Según el NHS, la confusión surge por estrategias de mercadeo y la falta de información clara en las etiquetas. Diferenciar entre azúcares añadidos —como jarabe de maíz o dextrosa— y los naturales de frutas frescas es clave para entender el verdadero impacto nutricional.
Las barras de cereal, por ejemplo, suelen presentarse como colaciones prácticas, pero la Academia de Nutrición y Dietética advierte que contienen grandes cantidades de azúcar y grasa, con bajo aporte de fibra. Algo similar ocurre con los yogures saborizados, que incluyen azúcar adicional y toppings que elevan las calorías.

La granola, otro producto considerado “fit”, puede aportar entre 343 y 597 calorías por cada 100 gramos, superando las recomendaciones diarias de azúcar y grasa incluso en adultos.
La fruta deshidratada también concentra el azúcar: 160 gramos de higos secos contienen más de 70 gramos de azúcar, frente a los 20 gramos de dos higos frescos.
Los jugos envasados y batidos industriales, recomendados a menudo para niños y deportistas, son otro vehículo de azúcar oculta. Incluso los etiquetados como “100% fruta” carecen de la fibra de la fruta entera y aportan una carga calórica elevada.
Las bebidas deportivas y energéticas, diseñadas para actividad física intensa, contienen grandes cantidades de azúcar y, en el caso de las energéticas, cafeína. Los especialistas recomiendan priorizar el agua, salvo en ejercicios prolongados.
El NHS advierte que panes y productos horneados vendidos como “integrales” o “light” pueden aportar más azúcar que fibra. Los clásicos sándwiches de pan blanco con jamón y queso concentran grasas saturadas y sal añadida, aumentando el riesgo cardiovascular.
En el rubro de postres y lácteos enteros, helados y yogures con crema o azúcares añadidos deberían limitarse, especialmente en niños, por su alto contenido de grasa y calorías.

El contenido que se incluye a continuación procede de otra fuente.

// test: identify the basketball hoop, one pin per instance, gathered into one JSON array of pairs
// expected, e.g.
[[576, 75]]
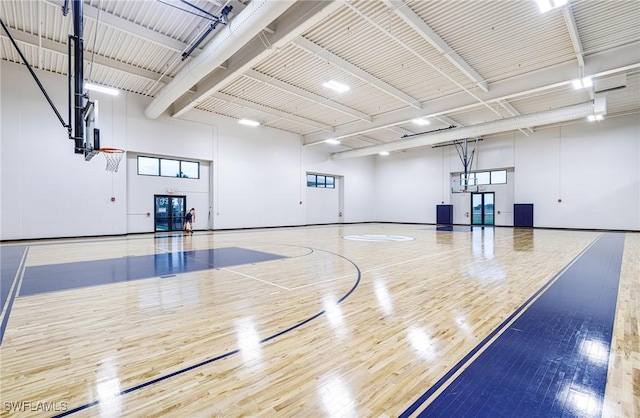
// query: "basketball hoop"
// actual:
[[113, 157]]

Snacks como galletas integrales industriales, palitos salados o tortitas de arroz cubiertas también contienen cantidades relevantes de sal y grasa. Incluso las ensaladas pueden transformarse en fuentes de grasas saturadas si se acompañan de aderezos cremosos.
Más allá de estos productos, los ultraprocesados suelen incluir conservantes. Un estudio publicado en The BMJ encontró una asociación estadística entre el consumo elevado de aditivos como sorbato de potasio (E202) y nitrito de sodio (E250) con mayor riesgo de cáncer de mama, próstata y diabetes tipo 2.
Las consecuencias de consumir estos alimentos en exceso abarcan desde sobrepeso y obesidad hasta enfermedades cardiovasculares y ciertos tipos de cáncer. Bebidas azucaradas, panes industriales y embutidos figuran entre los más señalados por su vínculo con patologías crónicas.
Para disminuir los riesgos, los organismos recomiendan reemplazar ultraprocesados por alimentos frescos, elegir versiones bajas en azúcar y grasa, controlar las porciones y revisar las etiquetas nutricionales.

El NHS sugiere además el uso de aplicaciones para escanear códigos de barras y guías alimentarias oficiales como apoyo para planificar la dieta diaria. Los expertos insisten en que la moderación y la elección de opciones más naturales son fundamentales.
Frente a la incertidumbre regulatoria y los debates científicos sobre conservantes y aditivos, priorizar alimentos frescos y preparados al momento sigue siendo la estrategia más segura para cuidar la salud.